Including the claiming price, the Manoogians and Anastasi earned $512,864 off Monzante in the four years they owned him.
He was in Asmussen’s barn for eight starts, winning once at the $20,000 claiming level at Belmont Park, but earning a paycheck every time he ran. Robison got $39,880 out of the $20,000 investment when trainer Keith Bourgeois and owner Christine Hardy claimed Monzante for $10,000 at Fair Grounds on March 16, 2012.

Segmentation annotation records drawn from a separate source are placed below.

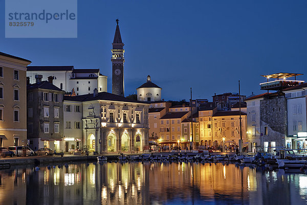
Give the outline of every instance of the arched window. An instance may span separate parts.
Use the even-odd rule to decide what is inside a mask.
[[[137,137],[136,137],[136,142],[141,141],[141,137],[140,137],[140,135],[137,135]]]

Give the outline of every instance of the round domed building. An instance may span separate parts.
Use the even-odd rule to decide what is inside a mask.
[[[147,76],[147,82],[137,88],[138,100],[155,101],[161,100],[162,89],[151,82],[150,76]]]

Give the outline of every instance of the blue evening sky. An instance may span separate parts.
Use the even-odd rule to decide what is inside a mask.
[[[166,100],[212,100],[214,93],[262,93],[260,75],[304,73],[306,1],[78,1],[77,38],[5,38],[0,0],[0,51],[33,66],[99,68],[112,92],[112,43],[116,23],[125,44],[125,94],[147,75]],[[298,78],[305,80],[306,76]]]

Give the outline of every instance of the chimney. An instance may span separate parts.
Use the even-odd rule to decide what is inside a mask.
[[[94,89],[94,96],[96,97],[97,95],[98,95],[98,90],[97,88],[95,88],[95,89]]]
[[[52,76],[50,75],[49,77],[48,77],[48,82],[49,82],[50,83],[52,84],[53,81],[53,76]]]
[[[41,78],[42,78],[42,75],[35,75],[36,83],[41,82]]]

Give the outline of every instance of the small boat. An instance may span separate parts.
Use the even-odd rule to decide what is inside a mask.
[[[225,160],[226,161],[236,161],[236,156],[235,155],[228,155],[225,158]]]
[[[129,157],[123,154],[122,154],[120,156],[118,157],[118,160],[120,161],[124,161],[128,159],[129,159]]]
[[[183,160],[185,159],[185,155],[182,155],[181,154],[179,155],[177,157],[177,159],[179,160]]]
[[[151,154],[143,154],[139,157],[139,160],[149,160],[150,156],[151,156]]]
[[[240,161],[242,163],[251,163],[252,161],[252,157],[244,156],[240,159]]]
[[[215,155],[213,157],[213,159],[216,161],[220,161],[225,160],[226,157],[226,155]]]
[[[98,156],[97,158],[98,161],[105,161],[107,160],[107,158],[104,156]]]
[[[186,156],[185,156],[185,159],[186,159],[186,160],[192,160],[193,158],[194,158],[194,157],[193,157],[193,156],[192,156],[186,155]]]
[[[132,155],[130,156],[130,159],[131,160],[137,160],[139,159],[139,155]]]
[[[161,159],[161,158],[162,157],[162,155],[151,155],[150,156],[150,157],[149,157],[150,160],[159,160]]]
[[[306,160],[276,159],[279,168],[300,169],[307,166]]]

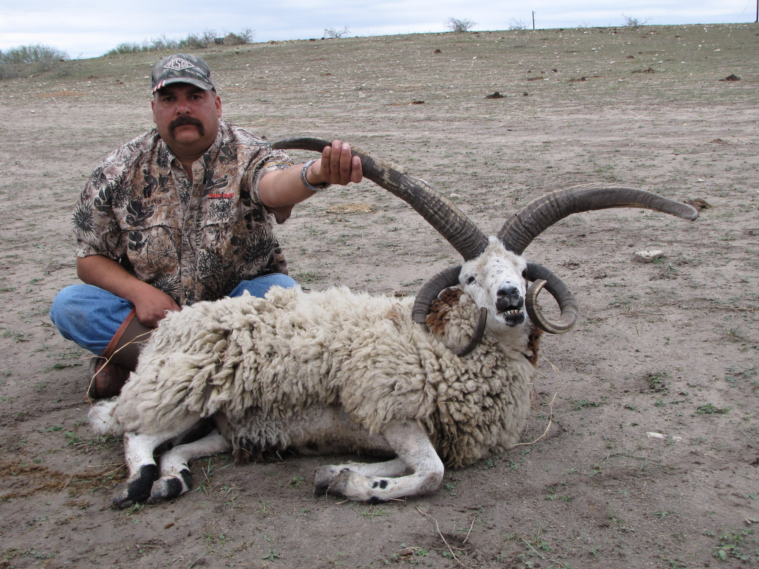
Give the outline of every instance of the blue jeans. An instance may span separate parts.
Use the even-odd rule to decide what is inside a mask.
[[[274,286],[294,288],[298,283],[287,275],[275,272],[252,281],[243,281],[229,293],[241,297],[247,291],[263,297]],[[53,300],[50,319],[61,335],[99,356],[113,335],[134,308],[129,300],[92,284],[72,284]]]

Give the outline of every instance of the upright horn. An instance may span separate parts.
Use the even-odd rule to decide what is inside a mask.
[[[272,148],[320,152],[331,144],[320,138],[288,138],[274,143]],[[402,166],[369,156],[358,146],[351,146],[351,153],[361,159],[366,178],[416,209],[458,251],[465,261],[474,259],[485,250],[487,247],[485,234],[461,209],[430,187],[424,180],[409,176]]]
[[[543,231],[572,213],[613,207],[640,207],[694,221],[695,208],[644,190],[609,184],[585,184],[533,200],[506,220],[498,232],[506,249],[521,255]]]

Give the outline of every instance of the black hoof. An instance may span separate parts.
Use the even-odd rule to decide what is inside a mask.
[[[136,478],[127,480],[116,489],[113,505],[123,510],[135,502],[145,501],[150,495],[153,483],[157,479],[158,467],[156,464],[143,464]]]
[[[161,478],[153,485],[150,497],[147,498],[148,504],[157,504],[163,500],[172,500],[178,498],[186,492],[190,492],[192,487],[192,475],[186,468],[179,472],[181,478],[166,476]]]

Bourgeois ran Monzante just once, in a $10,000 claiming race on the Evangeline Downs turf on May 5, 2012. He earned $2,400 for finishing second, and was claimed by owner/trainer Jackie W. Thacker.
Thacker ran Monzante eight times last year, winning his second start with the gelding in a $20,000 claiming race at Evangeline on June 22 and taking a $12,500 claimer in September. After that win, Monzante was sent to Delta Downs in Vinton, La., where the son of Maria’s Mon ran three times, finishing ninth and last in his final start of 2012, a $15,000 claiming event on Nov. 23.
Equibase shows just one workout for Monzante, a five-furlong breeze of 1:02.80 at Evangeline Downs on June 1, as he prepared for his 2013 debut.
Monzante was sent postward in Evangeline’s fourth race Saturday as part of an entry favored at 2-1. The other half of the Thacker entry, a 10-year-old named First Command making his 74th career start, finished last of the seven runners who made it across the finish line.
Monzante never got there. Making the 43rd start of his career, he apparently broke down. The Equibase chart wasn’t clear on the injury the gelding suffered: “Monzante bobbled at the start, chased the early pace and stopped and was euthanized.”
The old warrior earned $29,965 for Thacker, his final owner, after being claimed for $10,000 just over a year ago.
Everyone made out alright on this deal, everyone but Monzante.
It really is shameful to see the life of a horse good enough to reward his owners with a G1 victory come to this sickening of an end. But other graded stakes winners have competed for a claiming tag before, and I suppose some of them have wound up at the bottom of the barrel at a place like Evangeline Downs, a casino-owned racetrack in a state that has a reputation for lax regulations on medication policies and little interest in protecting the welfare of the animals.
What could have prevented this tragedy? Stricter rules and tighter regulation by the Louisiana Racing Commission might have determined Monzante was not fit or sound enough to race again, but this was a human failure, not an institutional one.
Compassion, common sense, and decency by any of Monzante’s previous owners or trainers would have stopped the horse’s descent to the lowest rung on the racing ladder, where the endings are seldom good.